Montée au créneau du MNND
Une fois et pas de deux, le Mouvement national pour la nature et le développement (MNND), l’un des rares partis écologiques algériens, est monté au créneau afin de marquer son opposition à l’exploitation du gaz de schiste. Dans un long communiqué rendu public, le Mouvement y revient sur les «facteurs négatifs de l’exploitation du gaz de schiste», dont il énumère une très forte consommation d’eau douce pour chaque puits foré, entreposage à l’air libre de produits chimiques hautement toxiques et dangereux, la pollution irréversible des nappes phréatiques et cours d’eau, et aussi les problèmes de santé publique. «L’option pour l’exploitation du gaz de schiste est inopportune, car elle est sujette à une catastrophe écologique d’une grande ampleur dès lors que la technologie et les techniques d’exploitation ne sont pas encore mûres et ont montré leurs limites», avance, en guise de préambule, les animateurs de ce parti politique, qui soulignent que d’autres opportunités existent dans le pays.

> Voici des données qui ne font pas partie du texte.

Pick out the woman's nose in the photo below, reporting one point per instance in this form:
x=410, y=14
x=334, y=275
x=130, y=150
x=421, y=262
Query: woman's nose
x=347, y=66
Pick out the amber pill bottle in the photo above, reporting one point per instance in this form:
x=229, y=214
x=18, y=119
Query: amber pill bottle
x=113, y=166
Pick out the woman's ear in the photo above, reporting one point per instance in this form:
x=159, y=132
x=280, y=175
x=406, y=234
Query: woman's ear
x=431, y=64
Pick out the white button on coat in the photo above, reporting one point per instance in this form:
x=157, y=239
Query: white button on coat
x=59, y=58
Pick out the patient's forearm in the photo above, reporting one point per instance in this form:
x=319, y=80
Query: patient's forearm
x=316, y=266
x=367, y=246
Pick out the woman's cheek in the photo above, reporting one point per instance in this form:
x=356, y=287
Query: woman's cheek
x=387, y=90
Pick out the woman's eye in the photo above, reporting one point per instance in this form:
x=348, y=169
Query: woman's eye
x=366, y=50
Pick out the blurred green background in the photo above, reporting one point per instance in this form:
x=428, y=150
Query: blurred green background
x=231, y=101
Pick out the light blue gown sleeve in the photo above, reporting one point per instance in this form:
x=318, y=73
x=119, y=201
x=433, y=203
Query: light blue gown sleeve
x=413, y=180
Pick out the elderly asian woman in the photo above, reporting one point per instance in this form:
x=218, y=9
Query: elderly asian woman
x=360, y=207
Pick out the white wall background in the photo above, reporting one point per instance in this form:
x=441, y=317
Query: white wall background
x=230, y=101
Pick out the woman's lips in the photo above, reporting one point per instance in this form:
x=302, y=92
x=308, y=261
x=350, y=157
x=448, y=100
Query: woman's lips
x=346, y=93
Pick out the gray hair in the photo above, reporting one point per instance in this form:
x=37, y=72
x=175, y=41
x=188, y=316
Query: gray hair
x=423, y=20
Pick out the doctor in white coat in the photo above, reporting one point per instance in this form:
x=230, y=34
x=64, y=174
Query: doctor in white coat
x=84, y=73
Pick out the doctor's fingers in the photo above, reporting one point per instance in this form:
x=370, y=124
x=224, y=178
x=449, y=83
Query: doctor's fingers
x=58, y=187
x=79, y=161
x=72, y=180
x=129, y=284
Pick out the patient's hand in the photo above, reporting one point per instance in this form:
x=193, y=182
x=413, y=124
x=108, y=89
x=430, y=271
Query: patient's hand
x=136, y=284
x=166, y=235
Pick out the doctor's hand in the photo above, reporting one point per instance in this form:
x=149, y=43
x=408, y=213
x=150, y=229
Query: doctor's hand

Et de citer à cet égard, l’exemple de l’énergie solaire, dont les potentialités énormes, affirment-ils, peuvent même nous permettre d’envisager leur exportation. «Il est illogique de penser au gaz de schiste alors que les autres sources d’énergie n’ont pas été prises en compte, ou pas assez développées.
On ne peut passer sous silence les risques énormes subis par certains pays comme en Pennsylvanie, aux États-Unis, où l’exploitation du gaz de schiste a fait des ravages sur l’environnement, la santé publique et la vie locale», ont encore ajouté les responsables du MNND qui qualifient la décision des autorités publiques d’unilatérale et qui en appellent à l’organisation d’un référendum sur la question. «Nous estimons, à juste titre, que cette décision est d’une exceptionnelle gravité, compte tenu des enjeux majeurs qui nous attendent, requiert l’Association et la participation de tous», lit-on encore dans le communiqué.
«Les gisements de gaz de schiste en Algérie se présentent beaucoup plus comme un risque, voire une calamité, que comme une opportunité ou un bienfait économique», conclut le Mouvement national pour la nature et le développement.